New oil line creates frustration and concern

Proposed+pipeline+unearths+controversy

Hanna Schechter

Enbridge Energy, a transporter of fossil fuels, has proposed plans for a new pipeline to the Minnesota Department of Commerce that will carry crude oil and tar sands from Canada through Minnesota and into Wisconsin. The manager of the Energy Regulation and Planning department Kate O’Connell said, “Minnesota would be better off if Enbridge proposed to cease operations of the existing Line 3, without any new pipeline being built.”

Enbridge’s proposed replacement pipeline would be constructed south of the original line crossing the Mississippi River and intruding onto Native American lands. The proposed line would disrupt Ojibwe wild rice lands, one of the largest in the nation, and the Red Lake sovereign nation located southeast of Leonard, MN. According to a spokesman from the Indigenous Environmental Network, Enbridge does not have permission to build the line on their lands.

It is not just or right to destroy Native lands that may be holy or important to the tribes living there simply for the sake of Enbridge’s new pipeline. 

Native leaders and groups, such as Honor the Earth, have threatened to mass protest if the new line were to be approved by the Minnesota Department of Commerce. Tribal members said the new line will “have a disproportionate and adverse affect on tribal resources and tribal members.” Not only will the new pipeline destroy native land, but Enbridge plans to construct without permission from the reservations or native leaders living on the land. Native Americans should have a right to dictate what happens on their reservations and lands.

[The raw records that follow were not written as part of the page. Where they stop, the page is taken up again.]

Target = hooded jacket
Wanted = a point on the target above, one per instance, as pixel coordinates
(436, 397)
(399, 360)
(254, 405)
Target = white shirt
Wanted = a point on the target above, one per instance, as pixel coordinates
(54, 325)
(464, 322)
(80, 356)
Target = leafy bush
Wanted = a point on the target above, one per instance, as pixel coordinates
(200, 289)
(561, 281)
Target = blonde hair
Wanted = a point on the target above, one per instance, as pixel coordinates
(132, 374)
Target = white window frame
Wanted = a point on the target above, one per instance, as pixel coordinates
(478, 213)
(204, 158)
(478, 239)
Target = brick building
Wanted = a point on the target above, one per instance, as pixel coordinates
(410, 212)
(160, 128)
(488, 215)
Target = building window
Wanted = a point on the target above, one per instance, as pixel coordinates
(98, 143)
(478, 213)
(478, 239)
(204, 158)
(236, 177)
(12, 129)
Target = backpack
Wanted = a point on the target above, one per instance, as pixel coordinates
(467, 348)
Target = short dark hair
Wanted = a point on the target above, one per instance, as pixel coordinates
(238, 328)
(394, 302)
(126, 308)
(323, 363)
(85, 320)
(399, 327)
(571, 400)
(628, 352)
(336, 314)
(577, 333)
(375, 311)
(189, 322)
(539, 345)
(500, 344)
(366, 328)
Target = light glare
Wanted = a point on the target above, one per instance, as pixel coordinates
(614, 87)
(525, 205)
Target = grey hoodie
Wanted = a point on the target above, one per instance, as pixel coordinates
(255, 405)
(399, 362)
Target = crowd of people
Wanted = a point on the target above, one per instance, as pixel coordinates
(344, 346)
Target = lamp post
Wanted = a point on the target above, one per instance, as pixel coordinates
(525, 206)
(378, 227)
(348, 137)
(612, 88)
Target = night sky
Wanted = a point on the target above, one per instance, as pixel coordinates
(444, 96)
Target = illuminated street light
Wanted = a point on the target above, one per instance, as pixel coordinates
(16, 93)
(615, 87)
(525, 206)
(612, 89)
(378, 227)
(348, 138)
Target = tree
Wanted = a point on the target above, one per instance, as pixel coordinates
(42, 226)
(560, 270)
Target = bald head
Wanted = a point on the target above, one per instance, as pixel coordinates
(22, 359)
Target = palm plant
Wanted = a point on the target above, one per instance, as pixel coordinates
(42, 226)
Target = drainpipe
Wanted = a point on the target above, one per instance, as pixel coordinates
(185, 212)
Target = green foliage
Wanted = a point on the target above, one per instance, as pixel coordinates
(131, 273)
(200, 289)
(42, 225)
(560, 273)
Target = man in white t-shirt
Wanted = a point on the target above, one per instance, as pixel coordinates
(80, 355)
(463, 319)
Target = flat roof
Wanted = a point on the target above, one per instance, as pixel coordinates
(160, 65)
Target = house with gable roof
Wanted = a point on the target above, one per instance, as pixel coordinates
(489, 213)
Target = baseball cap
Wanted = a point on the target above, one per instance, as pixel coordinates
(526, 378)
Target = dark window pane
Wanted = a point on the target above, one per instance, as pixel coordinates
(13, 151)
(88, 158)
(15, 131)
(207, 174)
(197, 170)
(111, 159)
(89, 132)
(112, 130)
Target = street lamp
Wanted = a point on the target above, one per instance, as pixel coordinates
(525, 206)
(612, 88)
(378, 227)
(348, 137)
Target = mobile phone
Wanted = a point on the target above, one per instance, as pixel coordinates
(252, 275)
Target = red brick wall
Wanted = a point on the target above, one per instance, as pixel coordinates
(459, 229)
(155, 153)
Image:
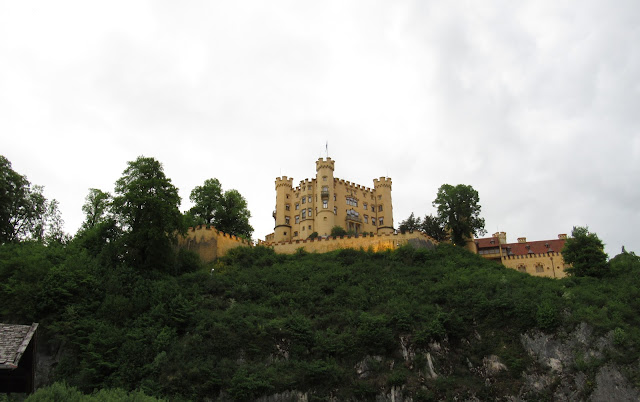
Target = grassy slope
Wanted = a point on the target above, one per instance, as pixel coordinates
(265, 323)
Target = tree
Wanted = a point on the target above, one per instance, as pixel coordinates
(23, 210)
(434, 227)
(585, 252)
(458, 207)
(207, 199)
(227, 211)
(410, 224)
(97, 208)
(338, 231)
(146, 207)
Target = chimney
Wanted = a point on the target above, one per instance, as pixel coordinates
(502, 236)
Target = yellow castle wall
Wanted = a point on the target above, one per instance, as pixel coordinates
(341, 196)
(376, 243)
(210, 243)
(552, 264)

The United States Federal Government has recognized tribal nations as a “domestic dependent nation.”

Furthermore, Enbridge has not demonstrated enough evidence as to why they must deviate from Line 3’s old route.

The proposed line will run through Minnesota’s lake country crossing the Mississippi river and if oil were to spill it could be detrimental. Environmentalists and businessmen alike have attended State-led meetings concerning the new line. The Minnesota Department of Commerce will decide Dec. 11 if the proposed line meets all of the legal requirements, then again on April 30 to decide whether the department will approve or dismiss the new route.